De là, il n’y a qu’un pas pour qu’Ovidie évoque la piste du « blanchiment d’argent ». Mais faute d’avoir pu récupérer la bonne documentation ou retracer les montages fiscaux avec précision, sa thèse pèche par manque de preuves. Elle évoque simplement une petite condamnation à Atlanta visant les dirigeants et qui n’a pas eu de suite.

La croisade d’Ovidie est de montrer l’envers du décor, ses côtés les plus trashs, dans l’espoir de changer le regard des consommateurs et d’améliorer les conditions de production et de travail de toute la chaîne. Surtout des actrices qu’elle décrit comme des « proies ». Son parti pris est très clair, choc, noir. Elle l'incarne en se mettant elle-même en scène, la mine triste et exaspérée.
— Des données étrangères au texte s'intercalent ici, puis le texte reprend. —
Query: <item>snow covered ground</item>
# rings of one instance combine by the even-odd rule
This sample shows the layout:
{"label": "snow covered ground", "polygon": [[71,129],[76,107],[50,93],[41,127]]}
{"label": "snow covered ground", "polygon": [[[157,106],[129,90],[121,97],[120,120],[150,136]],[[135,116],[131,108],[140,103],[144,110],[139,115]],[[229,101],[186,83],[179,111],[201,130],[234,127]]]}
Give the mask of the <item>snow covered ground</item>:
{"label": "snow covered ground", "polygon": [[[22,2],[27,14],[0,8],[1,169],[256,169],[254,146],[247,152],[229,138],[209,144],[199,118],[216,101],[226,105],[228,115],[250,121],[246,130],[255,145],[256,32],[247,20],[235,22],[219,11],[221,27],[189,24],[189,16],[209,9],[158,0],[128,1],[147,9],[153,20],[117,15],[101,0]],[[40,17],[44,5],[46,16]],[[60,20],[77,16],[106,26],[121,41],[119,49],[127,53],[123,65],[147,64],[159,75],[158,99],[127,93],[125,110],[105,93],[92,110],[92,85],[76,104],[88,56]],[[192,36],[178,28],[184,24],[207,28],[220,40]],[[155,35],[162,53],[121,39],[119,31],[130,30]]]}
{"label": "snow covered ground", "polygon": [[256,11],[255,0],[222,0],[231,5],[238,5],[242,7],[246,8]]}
Le documentaire qui en ressort est fort et rythmé, efficace pour toucher le spectateur. Il manque cependant de nuances: les tubes sont accusés de tous les maux. La réalisatrice n’évoque pas l’inertie des boites de production, leur incapacité à se réinventer, à innover dans les scénarios ou les modes de financement, ni à utiliser les fâcheux tubes pour conquérir de nouveaux clients. Première étape pour comprendre ce secteur économique, Pornocratie ressemble à une goutte d’eau dans un océan. Une petite goutte d’eau face à la pieuvre qu’elle est sensée affronter.

Pornocratie, réalisé par Ovidie et produit par Magnéto presse, mercredi 18 janvier à 21h sur Canal+, 90 minutes. Déconseillé aux moins de 16 ans.